JIS: Several teachers and education officials are lauding the Education Partnership for Improved Reading Outcomes, for equipping the education system with the tools for steady progress in literacy.
Under the three-year project, which ended in March, the Education Ministry, in collaboration with the United States Agency for International Development (USAID), provided capacity building and technical assistance to the National Literacy Programme, implemented in 2010, through a comprehensive reading programme in 450 schools.
It provided ninety Reading Coaches in all 450 schools in the first year; and provided support in literacy strategies to teachers at Grades 1-3, enabling them to more effectively support the students in the system, reaching over 100,000 students.
“It is an awesome programme. Not only did Grades 1-3 benefit, but also Grade 4,” says Principal of the St. Andrew based Cockburn Gardens Primary and Junior High School, Patricia Findlay, in an interview with JIS News.
She adds that her school was able to employ a Reading Coach who received a top award for outstanding work on the project, while another teacher at the institution was able to get valuable experience from it. “I expect our grades to go up, and we will do better in the future,” she says.
Teacher at Port Henderson Primary School, in St. Catherine, Andréa Bryan, says the experience was insightful. “I learnt many strategies to help our children, and also to work with other teachers,” she tells JIS News.
For Kimberly McKenzie Morris, who worked as a Reading Coach on the project, it was fulfilling. “Teachers gained a lot from the experience. The techniques that we have shared are still being maintained, and that is very rewarding,” she says.
Reading Advisor on the project, Dr. Maureen Byfield, who represented Project Director, Claudette Carter, at the recent closing out ceremony for the project, says “special attention” was given to gender sensitive instructions, “as it is important to understand issues related to instruction for boys and girls.”
“To this end, a Gender Specialist developed a gender manual, which is of tremendous value to the system,” she adds.
Dr. Byfield notes that Grade 3 children who benefited from the various interventions were among those who “surpassed expectations in the recent Grade 4 Literacy Test.”
“We look forward to teachers and principals continuing to use the various strategies to which they have been introduced, so that the benefits will be sustained,” she tells JIS News.
A Parenting Specialist was engaged to spearhead the establishment of Parents’ Places in several schools across the island.
“The Specialist worked with the team to promote good parenting strategies; to educate parents in ways to support their children’s literacy development; and also imparted ways to support the schools where their children attend,” Dr. Byfield notes.
Principal of the Schoolfield Primary School, in St. Elizabeth, Prim Lewis, says it was a successful venture.

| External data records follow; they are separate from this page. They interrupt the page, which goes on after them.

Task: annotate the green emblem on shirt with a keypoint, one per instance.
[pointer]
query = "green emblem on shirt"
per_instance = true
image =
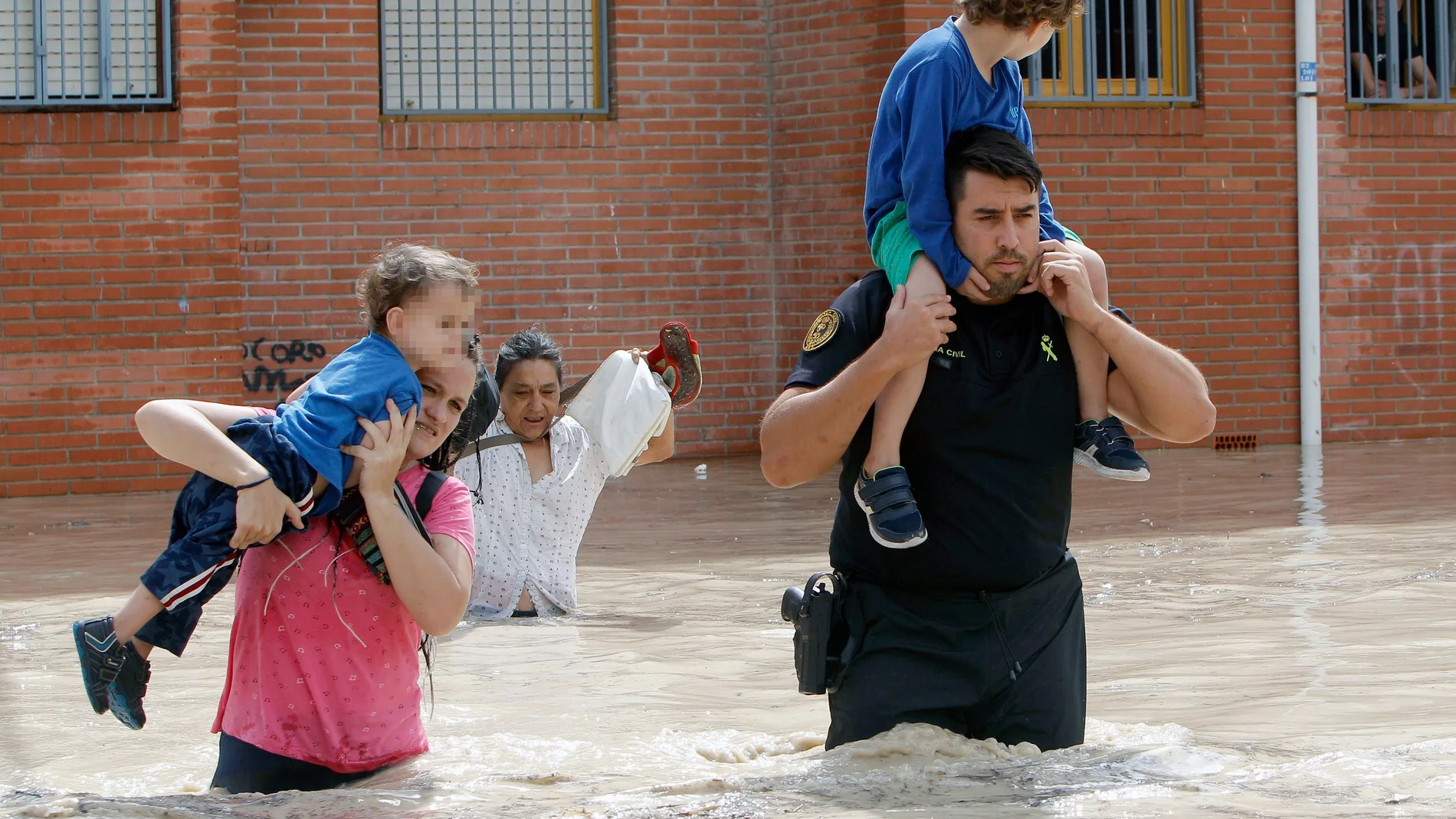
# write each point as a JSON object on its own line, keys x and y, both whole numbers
{"x": 1046, "y": 348}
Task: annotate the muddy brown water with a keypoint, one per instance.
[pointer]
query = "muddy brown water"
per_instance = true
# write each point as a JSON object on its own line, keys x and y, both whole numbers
{"x": 1270, "y": 634}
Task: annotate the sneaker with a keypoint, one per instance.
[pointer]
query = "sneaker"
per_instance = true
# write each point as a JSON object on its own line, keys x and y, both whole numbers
{"x": 676, "y": 361}
{"x": 894, "y": 519}
{"x": 101, "y": 655}
{"x": 1107, "y": 448}
{"x": 129, "y": 689}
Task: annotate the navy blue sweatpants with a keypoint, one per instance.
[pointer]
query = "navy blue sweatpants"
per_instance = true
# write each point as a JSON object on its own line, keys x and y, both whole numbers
{"x": 200, "y": 560}
{"x": 998, "y": 665}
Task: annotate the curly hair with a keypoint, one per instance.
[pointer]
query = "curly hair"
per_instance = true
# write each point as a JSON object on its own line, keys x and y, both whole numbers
{"x": 1019, "y": 15}
{"x": 401, "y": 273}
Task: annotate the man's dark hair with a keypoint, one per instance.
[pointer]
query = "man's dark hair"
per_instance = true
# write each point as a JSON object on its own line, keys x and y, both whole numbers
{"x": 988, "y": 150}
{"x": 526, "y": 345}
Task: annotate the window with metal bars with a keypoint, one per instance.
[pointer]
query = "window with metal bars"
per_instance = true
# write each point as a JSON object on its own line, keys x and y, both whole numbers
{"x": 1401, "y": 51}
{"x": 1120, "y": 51}
{"x": 57, "y": 54}
{"x": 501, "y": 57}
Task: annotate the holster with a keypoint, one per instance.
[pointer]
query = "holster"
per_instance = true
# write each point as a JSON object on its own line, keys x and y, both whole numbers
{"x": 823, "y": 646}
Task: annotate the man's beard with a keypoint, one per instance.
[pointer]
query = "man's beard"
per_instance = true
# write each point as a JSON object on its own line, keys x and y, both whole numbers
{"x": 1005, "y": 286}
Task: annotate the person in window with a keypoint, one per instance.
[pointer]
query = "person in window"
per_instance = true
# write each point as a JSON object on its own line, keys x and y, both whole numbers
{"x": 1370, "y": 58}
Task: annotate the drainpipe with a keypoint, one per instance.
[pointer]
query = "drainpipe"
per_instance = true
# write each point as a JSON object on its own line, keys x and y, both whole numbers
{"x": 1307, "y": 142}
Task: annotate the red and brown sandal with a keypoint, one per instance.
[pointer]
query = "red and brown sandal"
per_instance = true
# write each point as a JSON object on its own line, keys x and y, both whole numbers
{"x": 676, "y": 359}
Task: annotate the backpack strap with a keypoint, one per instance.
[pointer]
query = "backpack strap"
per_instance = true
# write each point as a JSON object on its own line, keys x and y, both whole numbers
{"x": 425, "y": 500}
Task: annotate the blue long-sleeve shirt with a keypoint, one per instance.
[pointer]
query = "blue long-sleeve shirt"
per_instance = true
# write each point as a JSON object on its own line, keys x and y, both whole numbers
{"x": 933, "y": 92}
{"x": 353, "y": 386}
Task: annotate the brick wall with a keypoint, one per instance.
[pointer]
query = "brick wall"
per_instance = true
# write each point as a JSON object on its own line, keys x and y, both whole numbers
{"x": 597, "y": 231}
{"x": 210, "y": 251}
{"x": 118, "y": 271}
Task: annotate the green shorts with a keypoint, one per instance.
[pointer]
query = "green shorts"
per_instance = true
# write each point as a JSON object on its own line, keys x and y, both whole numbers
{"x": 893, "y": 247}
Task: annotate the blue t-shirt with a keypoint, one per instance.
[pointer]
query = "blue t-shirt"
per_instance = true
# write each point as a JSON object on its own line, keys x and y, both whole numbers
{"x": 353, "y": 386}
{"x": 933, "y": 92}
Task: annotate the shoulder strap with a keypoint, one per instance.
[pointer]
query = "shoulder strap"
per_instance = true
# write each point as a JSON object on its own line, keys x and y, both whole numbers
{"x": 425, "y": 500}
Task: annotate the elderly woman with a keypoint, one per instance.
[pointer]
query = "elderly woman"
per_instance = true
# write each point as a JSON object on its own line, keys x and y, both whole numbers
{"x": 323, "y": 662}
{"x": 533, "y": 500}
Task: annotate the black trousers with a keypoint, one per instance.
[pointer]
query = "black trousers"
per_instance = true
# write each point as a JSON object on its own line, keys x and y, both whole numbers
{"x": 998, "y": 665}
{"x": 247, "y": 768}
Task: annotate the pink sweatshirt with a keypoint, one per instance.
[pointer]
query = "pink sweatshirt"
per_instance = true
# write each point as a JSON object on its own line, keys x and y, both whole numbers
{"x": 323, "y": 663}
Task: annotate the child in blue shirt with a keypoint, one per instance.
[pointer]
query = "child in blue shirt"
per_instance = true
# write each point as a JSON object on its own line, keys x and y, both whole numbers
{"x": 420, "y": 310}
{"x": 959, "y": 76}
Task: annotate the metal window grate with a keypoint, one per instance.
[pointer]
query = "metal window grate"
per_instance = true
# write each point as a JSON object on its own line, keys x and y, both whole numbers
{"x": 520, "y": 57}
{"x": 1119, "y": 51}
{"x": 1418, "y": 34}
{"x": 85, "y": 53}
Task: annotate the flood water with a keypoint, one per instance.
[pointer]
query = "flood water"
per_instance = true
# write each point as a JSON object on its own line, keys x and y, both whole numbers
{"x": 1268, "y": 634}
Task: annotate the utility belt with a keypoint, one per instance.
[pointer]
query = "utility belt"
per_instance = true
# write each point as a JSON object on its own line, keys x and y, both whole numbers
{"x": 823, "y": 646}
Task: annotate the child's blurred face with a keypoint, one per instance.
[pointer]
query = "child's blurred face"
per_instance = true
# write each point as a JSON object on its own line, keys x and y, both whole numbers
{"x": 1037, "y": 37}
{"x": 433, "y": 329}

“I was a beneficiary of the project, and the Jamaican students are the winners. We promise to use the materials effectively to sustain the programme,” she tells JIS News.
To complete the printing of Literacy 123 material for Grade 3, conduct final audit assessment, compensate employees, and pay for goods and services under the project, the Government has set aside more than $53 million in the 2016/2017 Estimates of Expenditure, now before the House of Representatives.
For his part, Minister of Education, Youth and Information, Senator the Hon. Ruel Reid, says he is delighted that the partnership had included “very critical components,” including the establishment of parents’ places, and the development of special manuals relating to gender, parenting and lesson planning.
“Studies have shown that where parents have access to the school compound and are integrally involved in the education and development of their children, the learning process is enhanced,” the Minister says.
Mr. Reid says he is pleased that a great deal of time and resources were spent in the hosting of workshops, to develop the gender manual to guide stakeholders.
“The student-parent-school bond is one which works and the positive results are there to show it,” he notes, adding that teachers, coaches and principals who worked and embraced the project must be commended.
“This is an initiative which we must continue, and find ways to make our system more conducive to learning and development. I urge the school leaders and teachers to ensure that these gender manuals are utilised to their fullest effect. This hard work by the project team must not be in vain,” the Minister emphasises.
“Our children deserve only the best and everything must be done to cater for the efficient instruction of our boys and girls at the early grade level of the system,” he adds.
Mission Director with USAID, Denise Herbol, highlights that the Parents’ Places which offer avenues at the educational institutions for educators and parents to engage in promoting reading for children, are part of the most critical components of the project.
Deputy Chief Education Officer, Dorset Campbell, says the project provided rich resources in learning materials for the students.
“The coaching support was excellent, and some elements of the programme have been incorporated into the new curriculum,” she informs.